Özel Harp Dairesine karşı sürdürülen psikolojik operasyon ise 1980'e kadar sürmüştür. Bu Amerikan operasyonunda Türk sosyalist hareketi büyük bir tuzağa düşmüştür. Bu noktada şunun da altını çizmek istiyorum. Afganistan-İran-Türkiye üzerinden denizlere inmeyi hedefleyen Sovyetler Birliği de böyle bir psikolojik operasyondan çıkar sağlayacak bir güçtür. Ancak ben operasyonun arkasında ABD'nin olduğunu düşünüyorum
Bülent Ecevit, daha sonraki yıllarda yaptığı bir açıklamada 1974'de Kıbrıs Barış Harekatı öncesinde Tümg. K. Yamak'ın kendisine ve Milli Savunma Bakanı Hasan Esat Işık'a yapmış olduğu sunumdan sonra çok rahatsız olduklarını hatta Özel Harp Dairesini ortadan kaldırmaya karar verdiklerini fakat bunun için Kıbrıs Barış Harekatı sonrasını beklediklerini söylemiştir. Oysa Hasan Esat Işık, 1984'de artık Orgeneral ve Kara Kuvvetleri Komutanı olan Kemal Yamak'a yazdığı mektupta şöyle demektedir: "Sizi o zaman sorumlusu bulunduğunuz bir önemli dairenin sorunlarını sunarken asıl tanıdım. O gün ki izlenimlerimi hazla sürdürürüm. Bazı görevler vardır onlar başkasına emanet edilemez, ancak ulusların kendi evlatları ve kendi olanakları ile görülmesi gerekir. Bu gerçek bağımsızlık ve egemenliğin koşuludur. Sunuşunuz bu bilinci her yönü ile yansıtıyordu." Işık'ın mektubundan anlaşılan, Işık'ın Özel Harp Dairesi ile ilgili olarak Ecevit ile hiç de aynı düşünceleri taşımadığıdır.

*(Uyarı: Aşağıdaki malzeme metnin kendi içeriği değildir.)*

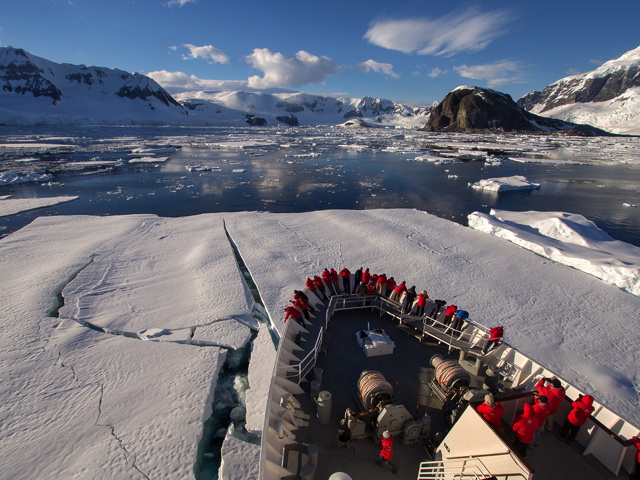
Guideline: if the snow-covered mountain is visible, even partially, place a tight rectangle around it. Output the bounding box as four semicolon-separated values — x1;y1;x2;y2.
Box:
0;47;188;125
423;85;610;136
174;91;432;127
517;47;640;135
0;47;432;127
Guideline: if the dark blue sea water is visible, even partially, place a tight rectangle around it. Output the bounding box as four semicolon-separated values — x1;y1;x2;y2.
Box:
0;128;640;246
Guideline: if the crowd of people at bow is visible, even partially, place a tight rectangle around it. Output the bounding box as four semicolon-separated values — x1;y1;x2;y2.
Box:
476;378;594;457
284;267;504;354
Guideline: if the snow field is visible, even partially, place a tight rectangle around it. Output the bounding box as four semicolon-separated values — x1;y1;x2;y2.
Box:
0;209;640;479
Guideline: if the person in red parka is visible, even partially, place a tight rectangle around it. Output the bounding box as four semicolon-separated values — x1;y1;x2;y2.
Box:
387;277;397;297
476;394;504;431
558;395;594;443
320;268;337;295
304;277;316;295
376;273;387;295
482;325;504;354
533;392;549;447
313;275;328;300
389;282;407;303
329;268;340;295
536;378;566;432
624;435;640;480
362;268;371;285
511;403;538;458
376;430;398;475
416;290;429;316
340;267;351;294
292;295;310;320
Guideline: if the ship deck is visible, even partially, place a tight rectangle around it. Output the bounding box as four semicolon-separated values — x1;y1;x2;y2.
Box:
288;305;618;480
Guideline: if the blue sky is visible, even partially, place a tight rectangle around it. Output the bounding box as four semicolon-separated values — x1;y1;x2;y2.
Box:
0;0;640;104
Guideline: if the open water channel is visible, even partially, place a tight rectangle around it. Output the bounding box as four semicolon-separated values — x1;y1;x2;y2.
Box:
0;127;640;246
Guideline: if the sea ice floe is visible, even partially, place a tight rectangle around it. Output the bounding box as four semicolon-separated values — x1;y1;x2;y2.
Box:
469;175;540;192
0;195;78;217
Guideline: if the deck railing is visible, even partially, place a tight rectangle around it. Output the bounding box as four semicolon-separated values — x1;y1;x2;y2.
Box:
260;286;638;480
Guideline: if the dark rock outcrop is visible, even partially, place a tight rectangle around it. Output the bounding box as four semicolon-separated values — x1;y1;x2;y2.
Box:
423;87;611;136
0;47;187;118
276;115;300;127
245;114;267;127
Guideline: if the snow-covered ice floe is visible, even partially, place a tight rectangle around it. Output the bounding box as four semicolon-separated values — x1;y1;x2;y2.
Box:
469;175;540;192
129;157;169;163
468;210;640;296
0;209;640;480
0;196;78;217
509;157;590;165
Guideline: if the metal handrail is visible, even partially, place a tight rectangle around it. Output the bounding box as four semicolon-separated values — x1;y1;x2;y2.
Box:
327;294;496;356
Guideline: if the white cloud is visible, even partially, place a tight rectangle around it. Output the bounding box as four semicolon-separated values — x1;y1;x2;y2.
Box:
176;43;229;64
427;67;449;78
167;0;196;7
147;70;247;93
364;8;512;56
453;60;522;88
245;48;339;88
357;59;400;78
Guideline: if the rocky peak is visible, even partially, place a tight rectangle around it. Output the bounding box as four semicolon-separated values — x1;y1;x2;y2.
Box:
423;86;608;135
518;47;640;113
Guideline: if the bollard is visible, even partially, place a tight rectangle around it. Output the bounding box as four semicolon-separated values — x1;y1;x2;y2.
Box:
458;350;466;363
329;472;351;480
307;443;320;466
300;463;316;480
316;390;332;425
473;357;482;376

Öte yandan dairesine yönelik olarak başlatılan "Kontrgerilla" suçlamaları karşısında dönemin ÖHD komutanı Kemal Yamak, ÖHD'nin hiçbir personelinin, görev almadığının altını çizdiği 12 Mart 1971 muhtırasından sonra gerçekleşen sorgulama ve anti terör operasyonları ile hesaplaştıklarını düşünen Türk sosyalistleri, aslında bir yabancı psikolojik operasyon sürecinin parçası olmuştur.

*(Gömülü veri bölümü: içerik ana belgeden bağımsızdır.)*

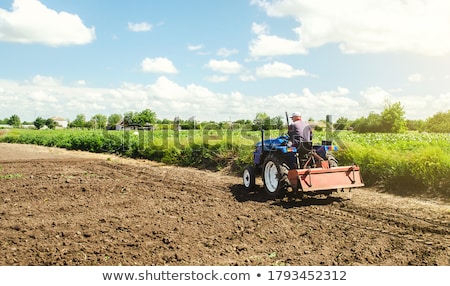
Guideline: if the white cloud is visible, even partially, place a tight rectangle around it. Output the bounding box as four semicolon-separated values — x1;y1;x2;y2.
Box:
188;45;203;51
360;86;392;109
206;75;229;83
256;62;309;78
0;0;95;47
0;76;444;121
408;73;423;83
206;60;243;74
141;58;178;74
250;0;450;56
249;24;307;57
217;48;239;58
128;22;152;32
32;74;60;86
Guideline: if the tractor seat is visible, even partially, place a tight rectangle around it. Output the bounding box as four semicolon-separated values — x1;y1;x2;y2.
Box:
297;141;313;158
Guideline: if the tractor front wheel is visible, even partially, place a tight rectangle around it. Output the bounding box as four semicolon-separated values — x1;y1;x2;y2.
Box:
242;166;255;191
262;156;289;199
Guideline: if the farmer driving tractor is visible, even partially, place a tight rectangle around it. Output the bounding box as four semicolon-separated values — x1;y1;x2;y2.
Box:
288;112;312;148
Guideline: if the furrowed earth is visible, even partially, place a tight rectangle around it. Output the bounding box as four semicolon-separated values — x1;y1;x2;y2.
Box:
0;144;450;266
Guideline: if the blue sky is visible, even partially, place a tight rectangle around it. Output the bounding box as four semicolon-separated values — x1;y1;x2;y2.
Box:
0;0;450;121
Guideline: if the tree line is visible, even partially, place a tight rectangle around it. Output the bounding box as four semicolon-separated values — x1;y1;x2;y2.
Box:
0;102;450;133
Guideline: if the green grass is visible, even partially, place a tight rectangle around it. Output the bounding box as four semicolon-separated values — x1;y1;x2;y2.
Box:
0;129;450;198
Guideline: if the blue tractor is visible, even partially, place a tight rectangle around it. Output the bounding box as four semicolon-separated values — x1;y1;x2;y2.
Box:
243;131;364;199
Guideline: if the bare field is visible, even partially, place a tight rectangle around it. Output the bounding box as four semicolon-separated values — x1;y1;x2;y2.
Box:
0;144;450;266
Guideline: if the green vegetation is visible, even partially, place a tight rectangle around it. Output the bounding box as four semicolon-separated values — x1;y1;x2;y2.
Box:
0;129;450;198
0;102;450;198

Üzerinde biraz düşünülse Özel Harp Dairesi elemanlarının 12 Mart sonrasında yapılan sorgulamaları yapmaya hiç de uygun olmadığı anlaşılır. 12 Mart sonrası yapılan sorgulamaları yapacak kadroların Türkiye'nin ve sol siyasetin iç yapısı hakkında detaylı bilgi sahibi olması gerekirdi. Türkiye'de bu sorgulamaları yapacak bilgiye MİT ve siyasi polis dışında kimse sahip değildir. Hele odak noktası Kıbrıs olan Özel Harp Dairesi hiç değildir. Zaten seneler sonra 1982'de içlerine büyük komünist sızma olan ve 1978 devresi Harp Okulu mezunlarının sorgulanması söz konusu olduğunda önce sorguyu yapacak kimse bulunamamıştır. Sonra acaba Kıbrıs'ta TMT içinde Rum-Yunan unsurları sorgulayan subaylardan yararlanılabilir mi diye düşünülmüş fakat uygulamada bu da başarısız olmuştur.

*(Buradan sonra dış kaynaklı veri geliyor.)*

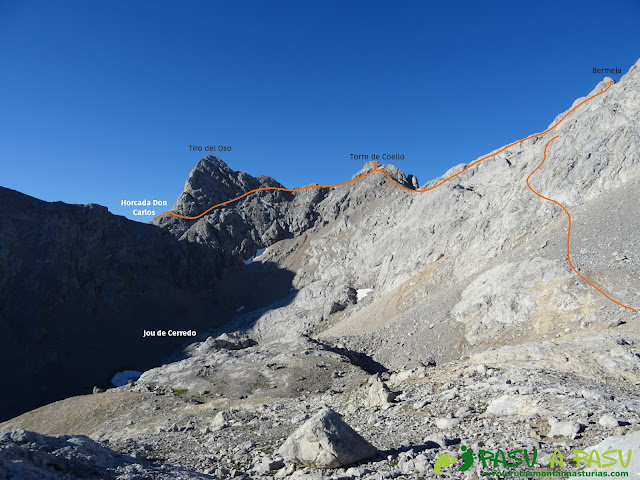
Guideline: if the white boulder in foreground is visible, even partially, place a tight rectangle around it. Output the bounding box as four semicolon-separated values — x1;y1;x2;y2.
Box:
278;408;377;468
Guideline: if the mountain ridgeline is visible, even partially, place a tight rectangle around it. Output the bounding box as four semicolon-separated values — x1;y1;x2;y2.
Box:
0;58;640;434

ÖHD ile MHP'nin özdeş olduğu ve MHP Genel Başkanı Alparslan Türkeş'in STD'nin kurucusu olduğu şeklindeki iddialar MHP ile ideolojik mücadele içinde olan Türk sosyalistlerinin Türk Özel Harp Dairesine açtıkları politik-ideolojik-psikolojik savaşı daha da güçlendirmelerine neden olmuştur. Çünkü Türk solunu sadece geçmişte yapılan sorgulama ve işkenceler üzerinden "Kontrgerillaya" karşı sürekli ve istikrarlı bir muhalefete sevk etmek mümkün değildir.